Considering the Life Cycle Analysis, it is seen that alternative-3 consumes the least energy, even though the same is found to be consuming more operational energy than the existing house. Hence, it is important to consider the Life Cycle Energy Analysis than the usual Operational Energy Analysis. However, it is seen that the Embodied Energy Analysis and Life Cycle Energy Analysis must be performed for the naturally ventilated buildings, as the proportion of embodied energy is much higher than operational energy.

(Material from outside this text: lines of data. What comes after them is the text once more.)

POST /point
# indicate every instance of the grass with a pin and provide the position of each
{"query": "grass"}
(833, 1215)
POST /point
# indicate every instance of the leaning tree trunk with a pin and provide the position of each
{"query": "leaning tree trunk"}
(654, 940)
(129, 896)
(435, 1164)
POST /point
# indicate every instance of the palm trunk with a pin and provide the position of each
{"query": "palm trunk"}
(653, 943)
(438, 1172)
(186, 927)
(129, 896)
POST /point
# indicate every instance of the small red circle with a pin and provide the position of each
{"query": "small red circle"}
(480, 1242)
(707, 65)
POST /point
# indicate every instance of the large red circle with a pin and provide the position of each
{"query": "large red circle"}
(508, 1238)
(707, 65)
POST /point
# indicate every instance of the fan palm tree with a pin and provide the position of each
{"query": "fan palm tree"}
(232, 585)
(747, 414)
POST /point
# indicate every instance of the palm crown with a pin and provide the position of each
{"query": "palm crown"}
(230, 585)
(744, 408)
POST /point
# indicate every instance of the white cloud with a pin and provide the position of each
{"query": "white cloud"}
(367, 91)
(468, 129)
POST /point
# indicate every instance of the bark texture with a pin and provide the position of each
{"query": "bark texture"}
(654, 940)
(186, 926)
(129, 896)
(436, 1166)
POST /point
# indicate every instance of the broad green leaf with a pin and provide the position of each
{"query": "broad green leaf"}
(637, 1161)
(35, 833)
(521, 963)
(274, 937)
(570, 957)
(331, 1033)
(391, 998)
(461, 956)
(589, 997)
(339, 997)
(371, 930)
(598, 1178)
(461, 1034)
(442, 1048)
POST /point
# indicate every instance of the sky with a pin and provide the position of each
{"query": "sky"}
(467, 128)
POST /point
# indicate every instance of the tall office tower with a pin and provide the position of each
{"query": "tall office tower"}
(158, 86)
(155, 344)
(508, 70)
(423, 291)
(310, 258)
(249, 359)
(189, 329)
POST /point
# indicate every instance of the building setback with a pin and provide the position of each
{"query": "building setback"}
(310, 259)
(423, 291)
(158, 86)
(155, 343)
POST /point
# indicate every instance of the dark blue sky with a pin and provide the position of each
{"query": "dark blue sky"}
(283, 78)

It is found that the operational energy use in a building is not a function of the built-up area, whereas it is more dependent on the compactness ratio. Since the solar heat gains, heat losses, and daylighting are also dependent on the exposed surface area along with its built-up area. Buildings with compact shapes consume lesser energy as their exposed area is lesser. Hence most compact buildings shall be designed. It can be said that the total energy consumption is directly proportional to the compactness ratio.

The compactness ratio greatly affects the heating and cooling load of a building whereas the lighting load is affected by the Window to Wall Ratio (WWR). Higher WWR provides better daylighting but excessive heat gains, heat losses, and unwanted glare. In this context, therefore, determining the uppermost desirable WWR is a scope of further research. The total embodied energy and cost are proportional to the built-up area. Hence, the total built-up area of the proposed development shall be less.